🤖 AI Summary
This work addresses the challenge of predictive density estimation in large-scale unbalanced linear mixed models, where extreme data scarcity and distributional shifts in future covariates severely hinder inference. The authors propose a decision-theoretically optimal approach grounded in an empirical Bayes framework, which minimizes Kullback–Leibler (KL) risk by integrating data splitting, sample reuse, and a predictive heat equation representation to calibrate predictive densities in high-dimensional random effects spaces. Leveraging an exchangeability assumption on covariates, the method enables estimation of predictive risk. Theoretical analysis establishes convergence rates for the risk estimator, while extensive simulations demonstrate the procedure’s superior predictive performance and robustness across diverse scenarios characterized by data sparsity and covariate shift.
📝 Abstract
We study empirical Bayes (EB) predictive density estimation in linear mixed models (LMMs) with large number of units, which induce a high dimensional random effects space. Focusing on Kullback Leibler (KL) risk minimization, we develop a calibration framework to optimally tune predictive densities derived from on a broad class of flexible priors. Our proposed method addresses two key challenges in predictive inference: (a) severe data scarcity leading to highly imbalanced designs, in which replicates are available for only a small subset of units; and (b) distributional shifts in future covariates.

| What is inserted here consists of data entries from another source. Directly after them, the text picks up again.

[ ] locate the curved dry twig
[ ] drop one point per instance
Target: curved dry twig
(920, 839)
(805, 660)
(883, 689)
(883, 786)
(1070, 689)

To estimate predictive KL risk in LMMs, we use a data-fission approach that leverages exchangeability in the covariate distribution. We establish convergence rates for our proposed risk estimators and show how their efficiency deteriorates as data scarcity increases. Our results imply the decision-theoretic optimality of the proposed EB predictive density estimator. The theoretical development relies on a novel probabilistic analysis of the interaction between data fission, sample reuse, and the predictive heat-equation representation of George et al. (2006), which expresses predictive KL risk through expected log-marginals. Extensive simulation studies demonstrate strong predictive performance and robustness of the proposed approach across diverse regimes with varying degrees of data scarcity and covariate shift.